View Full Version : Why o why
Not really sure we're to start or how to say it .. Does anyone else suffer from anxciety which comes out of no we're I have had a lovely day and evening gone to sleep and woke up approx 20 mins later with anxciety , very strange
Staffi
I understand exactly what you are saying.
This is one of the things I find hardest to deal with. Where does it come from? I keep telling myself there is no point analysing this but it doesn't stop me mulling over what the trigger could be every time I have a bad day. I am generally healthy, happily married, lovely family, great friends, no money worries and a job I love so why does this happen to me?

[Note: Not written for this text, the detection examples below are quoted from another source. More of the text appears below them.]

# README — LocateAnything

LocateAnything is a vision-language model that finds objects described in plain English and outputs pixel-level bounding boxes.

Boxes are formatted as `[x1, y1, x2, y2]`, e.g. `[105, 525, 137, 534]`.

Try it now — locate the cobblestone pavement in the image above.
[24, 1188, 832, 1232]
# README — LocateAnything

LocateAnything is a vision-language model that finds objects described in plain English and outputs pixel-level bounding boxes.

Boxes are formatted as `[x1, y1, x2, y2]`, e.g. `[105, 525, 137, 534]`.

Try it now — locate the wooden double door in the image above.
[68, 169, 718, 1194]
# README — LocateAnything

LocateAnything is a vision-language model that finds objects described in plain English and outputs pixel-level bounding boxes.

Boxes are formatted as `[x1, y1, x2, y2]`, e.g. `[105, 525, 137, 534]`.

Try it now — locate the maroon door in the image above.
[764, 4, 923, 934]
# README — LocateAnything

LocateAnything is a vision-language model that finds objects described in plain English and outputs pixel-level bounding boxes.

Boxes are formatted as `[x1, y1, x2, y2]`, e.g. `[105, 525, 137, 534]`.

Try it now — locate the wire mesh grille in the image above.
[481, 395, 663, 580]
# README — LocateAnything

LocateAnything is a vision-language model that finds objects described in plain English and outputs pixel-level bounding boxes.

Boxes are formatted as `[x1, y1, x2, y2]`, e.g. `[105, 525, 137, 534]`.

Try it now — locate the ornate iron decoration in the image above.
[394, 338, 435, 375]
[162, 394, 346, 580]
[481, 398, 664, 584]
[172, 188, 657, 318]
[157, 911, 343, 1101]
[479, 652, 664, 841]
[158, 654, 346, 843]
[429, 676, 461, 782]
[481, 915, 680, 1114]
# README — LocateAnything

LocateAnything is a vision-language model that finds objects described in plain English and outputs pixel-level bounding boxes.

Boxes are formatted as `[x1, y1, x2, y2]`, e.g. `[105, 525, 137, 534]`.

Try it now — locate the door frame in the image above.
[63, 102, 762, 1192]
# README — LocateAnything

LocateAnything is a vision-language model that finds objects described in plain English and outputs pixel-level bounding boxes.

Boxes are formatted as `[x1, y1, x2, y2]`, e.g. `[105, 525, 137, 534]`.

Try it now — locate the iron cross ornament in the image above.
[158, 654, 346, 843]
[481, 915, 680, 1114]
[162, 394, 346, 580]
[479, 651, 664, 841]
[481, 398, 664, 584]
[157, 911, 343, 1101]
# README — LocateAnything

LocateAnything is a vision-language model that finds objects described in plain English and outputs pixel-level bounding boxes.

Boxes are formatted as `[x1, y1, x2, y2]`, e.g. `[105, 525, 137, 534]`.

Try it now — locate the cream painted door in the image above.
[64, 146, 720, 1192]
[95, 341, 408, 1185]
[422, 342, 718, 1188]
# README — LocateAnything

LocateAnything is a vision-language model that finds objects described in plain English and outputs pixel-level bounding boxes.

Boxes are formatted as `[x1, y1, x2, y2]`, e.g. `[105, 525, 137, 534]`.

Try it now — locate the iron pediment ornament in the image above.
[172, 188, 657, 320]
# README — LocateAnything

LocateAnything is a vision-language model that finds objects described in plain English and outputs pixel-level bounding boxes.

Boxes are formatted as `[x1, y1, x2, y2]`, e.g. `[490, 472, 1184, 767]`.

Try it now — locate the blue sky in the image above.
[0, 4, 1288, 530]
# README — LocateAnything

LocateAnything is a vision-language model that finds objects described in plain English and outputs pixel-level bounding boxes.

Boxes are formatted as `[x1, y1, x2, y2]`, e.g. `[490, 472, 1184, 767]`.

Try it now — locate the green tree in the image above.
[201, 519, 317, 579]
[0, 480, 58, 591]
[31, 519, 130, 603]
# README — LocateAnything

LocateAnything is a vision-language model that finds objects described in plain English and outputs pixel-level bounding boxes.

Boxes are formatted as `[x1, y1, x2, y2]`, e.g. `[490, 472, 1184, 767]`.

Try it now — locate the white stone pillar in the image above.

The thing is to accept this as part of you and not to dwell on the whys. I'm a fine one to talk as I can't always do this but acceptance that it's happened and may happen again is the best way forward. Unless there is a definite trigger that you can think about how to tackle its best not to overanalyse and just concentrate on relaxing and taking care of yourself.
Sal
xvolatileheart
07-09-13, 15:11
I think a lot of us can relate to this. I've really struggled with the fact that I can't rationalize all of my anxiety, I want to be able to have control over it but I can't. You may want to have a read about "mindfulness", it's about accepting the way you feel and not judging or thinking over it but letting it go. I'm trying to incorporate this more in my life and hopefully it will remove some of the anxiety.
Thank you both for replying I think your both quite right I do tend to over a analyse why this is happening .
I have found the more tired I am the worst the anxiety is
When I do wake with anxiety now I switch on tv take a night rescue and before I know it it's morning.